Zacarias Moussaoui, never the sharpest tool in the shed and thought by his 
superiors to be unreliable, has told the judge at his trial in a filing that he 
wants 
"anthrax for Jew sympathizer only." 
    Sufaat, according to both KSM and Hambali, did not have the virulent US 
Army Ames strain that would be used. That would require someone who had access 
to the strain. But if experience is any guide, nothing would stand in the way 
of Dr. Ayman Zawahiri's decade-long quest to weaponize and use anthrax against 
US targets that was described by one confidante to an Egyptian newspaper 
reporter. The islamist had been released from Egyptian prison and had known 
Zawahiri well for many years. Zawahiri was the leader of a faction of the 
Egyptian 
Islamic Jihad known as the Vanguards of Conquest.

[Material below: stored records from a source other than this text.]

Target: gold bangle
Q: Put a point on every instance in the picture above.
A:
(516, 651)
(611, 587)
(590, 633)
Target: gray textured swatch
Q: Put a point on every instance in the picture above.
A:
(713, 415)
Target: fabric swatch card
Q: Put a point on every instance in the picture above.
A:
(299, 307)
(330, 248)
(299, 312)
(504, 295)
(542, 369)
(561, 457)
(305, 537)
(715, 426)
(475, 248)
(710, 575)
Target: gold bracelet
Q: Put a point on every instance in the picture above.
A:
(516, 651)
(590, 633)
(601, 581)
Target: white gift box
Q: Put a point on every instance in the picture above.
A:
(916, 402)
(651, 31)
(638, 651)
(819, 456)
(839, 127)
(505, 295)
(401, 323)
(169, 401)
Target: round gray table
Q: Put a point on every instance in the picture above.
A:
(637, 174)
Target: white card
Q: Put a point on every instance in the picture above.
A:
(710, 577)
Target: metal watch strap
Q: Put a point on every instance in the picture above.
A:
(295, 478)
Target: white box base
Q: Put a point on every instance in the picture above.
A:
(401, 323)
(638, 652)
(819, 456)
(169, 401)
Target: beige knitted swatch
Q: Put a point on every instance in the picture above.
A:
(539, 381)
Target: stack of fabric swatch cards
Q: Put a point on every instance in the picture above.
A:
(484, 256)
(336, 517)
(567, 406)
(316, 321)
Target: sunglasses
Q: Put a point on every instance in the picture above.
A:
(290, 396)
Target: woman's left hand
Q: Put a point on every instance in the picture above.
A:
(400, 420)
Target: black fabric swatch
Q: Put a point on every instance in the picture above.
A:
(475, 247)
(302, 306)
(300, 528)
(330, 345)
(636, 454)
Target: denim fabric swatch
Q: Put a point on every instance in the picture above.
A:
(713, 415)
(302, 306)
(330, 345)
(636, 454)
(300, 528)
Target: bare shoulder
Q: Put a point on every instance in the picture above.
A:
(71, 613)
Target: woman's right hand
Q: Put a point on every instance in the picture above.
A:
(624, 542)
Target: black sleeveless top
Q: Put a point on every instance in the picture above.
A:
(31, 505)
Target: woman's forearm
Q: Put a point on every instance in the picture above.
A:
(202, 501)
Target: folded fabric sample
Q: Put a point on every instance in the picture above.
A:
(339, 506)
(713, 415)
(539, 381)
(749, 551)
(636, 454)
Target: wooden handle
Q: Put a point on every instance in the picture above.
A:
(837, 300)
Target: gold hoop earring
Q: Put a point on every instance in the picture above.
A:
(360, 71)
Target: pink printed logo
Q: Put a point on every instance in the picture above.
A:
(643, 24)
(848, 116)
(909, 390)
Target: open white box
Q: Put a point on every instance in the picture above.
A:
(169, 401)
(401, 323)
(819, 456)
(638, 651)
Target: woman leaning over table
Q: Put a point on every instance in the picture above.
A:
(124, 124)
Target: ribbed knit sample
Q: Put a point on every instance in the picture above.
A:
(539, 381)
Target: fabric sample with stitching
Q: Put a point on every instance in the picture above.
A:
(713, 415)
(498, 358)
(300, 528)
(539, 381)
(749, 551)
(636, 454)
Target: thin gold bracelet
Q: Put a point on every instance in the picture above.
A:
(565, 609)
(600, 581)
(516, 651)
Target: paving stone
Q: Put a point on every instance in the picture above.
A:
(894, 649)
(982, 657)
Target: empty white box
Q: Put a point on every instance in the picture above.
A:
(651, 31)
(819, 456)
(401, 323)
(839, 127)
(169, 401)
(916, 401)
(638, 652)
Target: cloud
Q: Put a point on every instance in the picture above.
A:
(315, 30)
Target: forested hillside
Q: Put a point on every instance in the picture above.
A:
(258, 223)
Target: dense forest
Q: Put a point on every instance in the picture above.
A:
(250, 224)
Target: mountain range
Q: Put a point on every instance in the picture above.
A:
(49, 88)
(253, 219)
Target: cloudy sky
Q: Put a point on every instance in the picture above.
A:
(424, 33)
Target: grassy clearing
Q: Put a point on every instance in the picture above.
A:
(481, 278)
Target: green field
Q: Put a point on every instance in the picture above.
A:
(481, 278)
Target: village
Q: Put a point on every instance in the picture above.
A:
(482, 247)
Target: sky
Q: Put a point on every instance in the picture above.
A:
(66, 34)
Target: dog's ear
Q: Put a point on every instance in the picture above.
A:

He was seeking to recreate 
Mohammed's taking of mecca by a small band through violent attacks on Egyptian 
leaders -- by the mid-1990s, Zawahiri had determined that the group should 
focus on its struggle against the United States and hold off on further attacks 
against the Egyptian regime. A key question is how they acquired the anthrax 
strain first isolated by the Texas Veterinary Medical Diagnostic Lab in 1980. 
According to senior counterterrorism officials, both here and abroad, among the 
supporters of these militant islamists were people who blended into society and 
were available to act when another part of the network requested it.